15 De koning was dus het volk niet terwille; want Jahweh had het zo beschikt om zijn belofte te houden, die Hij door den profeet Achijáhoe van Sjilo aan Jeroboam, den zoon van Nebat, had gedaan.
Omiyo ruoth ne ok odewo kwayo mar ji, nimar Nyasaye ema nomiyo mano otimore mondo ochop wach mane Jehova Nyasaye owacho gi dho Ahija ja-Shilo ne Jeroboam wuod Nebat.

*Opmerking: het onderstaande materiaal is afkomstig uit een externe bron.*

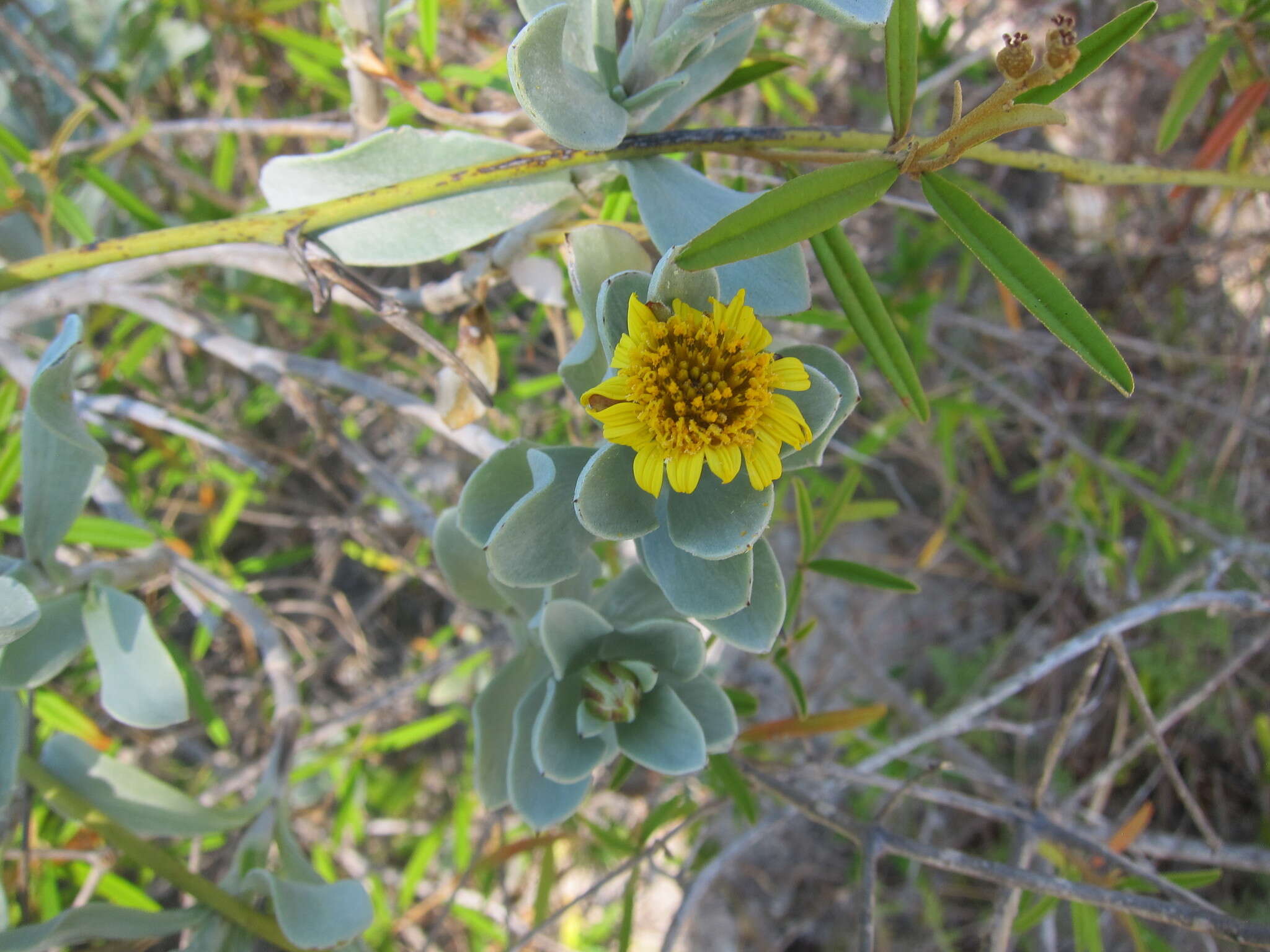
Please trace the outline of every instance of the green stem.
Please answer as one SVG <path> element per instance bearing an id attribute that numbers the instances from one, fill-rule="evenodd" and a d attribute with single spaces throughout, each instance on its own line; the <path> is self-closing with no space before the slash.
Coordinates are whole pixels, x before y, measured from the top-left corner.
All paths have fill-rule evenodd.
<path id="1" fill-rule="evenodd" d="M 102 836 L 112 848 L 133 862 L 152 869 L 173 886 L 188 892 L 208 909 L 218 913 L 235 925 L 264 939 L 284 952 L 301 952 L 287 941 L 278 923 L 264 913 L 240 901 L 215 882 L 187 869 L 177 857 L 156 847 L 131 830 L 119 826 L 93 803 L 67 787 L 30 754 L 22 754 L 18 762 L 22 778 L 29 783 L 57 812 L 70 816 Z"/>
<path id="2" fill-rule="evenodd" d="M 885 135 L 827 128 L 720 128 L 681 129 L 648 136 L 631 136 L 607 150 L 545 150 L 504 159 L 498 162 L 467 165 L 461 169 L 399 182 L 371 192 L 335 198 L 329 202 L 292 208 L 286 212 L 251 215 L 226 221 L 180 225 L 131 235 L 122 239 L 94 241 L 81 248 L 53 251 L 15 261 L 0 269 L 0 291 L 44 281 L 58 274 L 86 270 L 113 261 L 145 258 L 161 251 L 240 241 L 282 244 L 286 232 L 296 226 L 307 232 L 343 225 L 405 206 L 431 202 L 448 195 L 465 194 L 494 185 L 504 185 L 535 175 L 575 169 L 583 165 L 643 159 L 667 152 L 733 152 L 752 151 L 765 146 L 785 149 L 841 149 L 851 152 L 885 150 Z M 1193 185 L 1215 188 L 1247 188 L 1270 192 L 1270 175 L 1228 173 L 1217 169 L 1154 169 L 1142 165 L 1119 165 L 1076 159 L 1041 151 L 1013 151 L 987 143 L 969 150 L 966 159 L 1015 169 L 1054 171 L 1076 182 L 1102 185 Z M 897 161 L 899 156 L 897 156 Z"/>

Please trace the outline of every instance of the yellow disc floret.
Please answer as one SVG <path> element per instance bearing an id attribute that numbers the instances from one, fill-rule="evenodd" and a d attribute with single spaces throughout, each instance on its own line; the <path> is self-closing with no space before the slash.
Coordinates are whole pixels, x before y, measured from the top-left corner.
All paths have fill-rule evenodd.
<path id="1" fill-rule="evenodd" d="M 682 301 L 669 312 L 658 305 L 659 317 L 631 294 L 617 373 L 582 395 L 605 439 L 635 449 L 635 481 L 654 496 L 663 471 L 671 489 L 691 493 L 702 465 L 730 482 L 742 459 L 749 485 L 765 489 L 781 475 L 781 443 L 796 449 L 812 439 L 798 405 L 775 392 L 812 386 L 803 362 L 767 350 L 772 335 L 744 291 L 711 305 L 710 315 Z"/>

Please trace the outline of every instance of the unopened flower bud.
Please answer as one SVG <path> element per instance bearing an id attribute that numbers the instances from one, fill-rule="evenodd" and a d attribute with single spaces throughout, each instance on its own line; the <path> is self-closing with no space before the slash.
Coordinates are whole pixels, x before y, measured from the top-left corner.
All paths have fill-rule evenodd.
<path id="1" fill-rule="evenodd" d="M 582 671 L 582 703 L 601 721 L 630 724 L 643 693 L 635 671 L 617 661 L 596 661 Z"/>
<path id="2" fill-rule="evenodd" d="M 1059 74 L 1071 71 L 1081 58 L 1074 27 L 1074 19 L 1059 14 L 1054 18 L 1054 29 L 1045 34 L 1045 65 Z"/>
<path id="3" fill-rule="evenodd" d="M 1006 79 L 1020 80 L 1026 76 L 1036 62 L 1036 53 L 1027 42 L 1026 33 L 1008 33 L 1002 36 L 1006 41 L 1005 48 L 997 53 L 997 69 Z"/>

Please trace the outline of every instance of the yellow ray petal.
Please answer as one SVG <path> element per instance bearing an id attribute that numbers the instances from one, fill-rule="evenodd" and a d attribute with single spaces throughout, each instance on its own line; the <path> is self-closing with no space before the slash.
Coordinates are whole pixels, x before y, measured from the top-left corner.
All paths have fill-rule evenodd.
<path id="1" fill-rule="evenodd" d="M 592 416 L 605 424 L 605 439 L 610 443 L 632 447 L 648 442 L 648 424 L 639 418 L 639 407 L 634 404 L 613 404 Z"/>
<path id="2" fill-rule="evenodd" d="M 759 425 L 768 420 L 773 421 L 776 426 L 780 426 L 781 439 L 792 447 L 800 447 L 812 440 L 812 428 L 806 425 L 806 419 L 803 416 L 803 411 L 799 410 L 798 404 L 784 393 L 772 393 L 772 402 L 768 404 L 767 410 L 763 411 L 763 416 L 759 419 Z M 790 439 L 785 435 L 787 432 L 791 432 L 795 438 Z"/>
<path id="3" fill-rule="evenodd" d="M 740 472 L 740 447 L 706 447 L 706 462 L 720 482 L 732 482 Z"/>
<path id="4" fill-rule="evenodd" d="M 657 315 L 632 291 L 630 300 L 626 302 L 626 330 L 635 339 L 636 344 L 644 345 L 648 343 L 648 327 L 652 324 L 657 324 Z"/>
<path id="5" fill-rule="evenodd" d="M 635 484 L 649 495 L 662 495 L 665 458 L 662 447 L 649 443 L 635 453 Z"/>
<path id="6" fill-rule="evenodd" d="M 772 386 L 781 390 L 806 390 L 812 386 L 806 367 L 796 357 L 782 357 L 772 362 L 767 372 L 771 374 Z"/>
<path id="7" fill-rule="evenodd" d="M 753 446 L 740 451 L 745 457 L 745 471 L 749 485 L 754 489 L 767 489 L 781 476 L 781 456 L 766 440 L 756 439 Z"/>
<path id="8" fill-rule="evenodd" d="M 667 475 L 671 477 L 671 489 L 676 493 L 695 490 L 701 481 L 701 465 L 705 461 L 705 453 L 671 457 L 665 463 Z"/>
<path id="9" fill-rule="evenodd" d="M 622 401 L 626 400 L 627 396 L 629 393 L 627 393 L 626 378 L 622 377 L 621 374 L 617 374 L 616 377 L 610 377 L 608 380 L 603 381 L 602 383 L 598 383 L 597 386 L 592 387 L 585 393 L 583 393 L 582 405 L 587 407 L 588 413 L 594 415 L 601 410 L 607 409 L 610 405 L 608 404 L 610 400 Z M 592 407 L 591 402 L 592 397 L 601 397 L 598 405 L 596 405 L 594 407 Z"/>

16 Toen Israël dus zag, dat de koning hun niet ter wille was, riep heel het volk den koning toe: Wat hebben wij met David te maken? Wij hebben niets uit te staan met den zoon van Jesse! Terug naar uw tenten, Israël! David, zorg voor uw eigen huis! Heel Israël trok zich dus terug naar zijn tenten,
Kane jo-Israel duto noneno ni ruoth nodagi winjo wachgi, negidwoko ruoth niya, “Wat mane moriwowa kod Daudi, angʼo moriwowa gi wuod Jesse? Doguru e hembeu, yaye jo-Israel! Rituru dhoutu uwegi, yaye oganda Daudi!” Kuom mano jo-Israel duto nodok e miechgi.
17 en Roboam werd koning alleen over de Israëlieten, die in de steden van Juda woonden.
To ni jo-Israel mane odak e mier mag Juda, Rehoboam ne pod jatendgi.
18 Wel vaardigde koning Roboam den leider van de arbeidsdienst Hadoram nog af, maar Israël stenigde hem dood, en koning Roboam moest overhaast zijn wagen bestijgen, om nog naar Jerusalem te kunnen vluchten.
Ruoth Rehoboam nooro Adoniram mane jarit joma ichuno mondo oti githuon to jo-Israel duto nochiele gi kite motho. Kata kamano Ruoth Rehoboam nonwangʼo thuolo moidho gache nyaka Jerusalem mondo otony.
19 Zo scheurde Israël zich van het huis van David los; dit bleef zo tot op de huidige dag.
Kuom mano Israel nongʼanyo ni joka Daudi nyaka chil kawuono.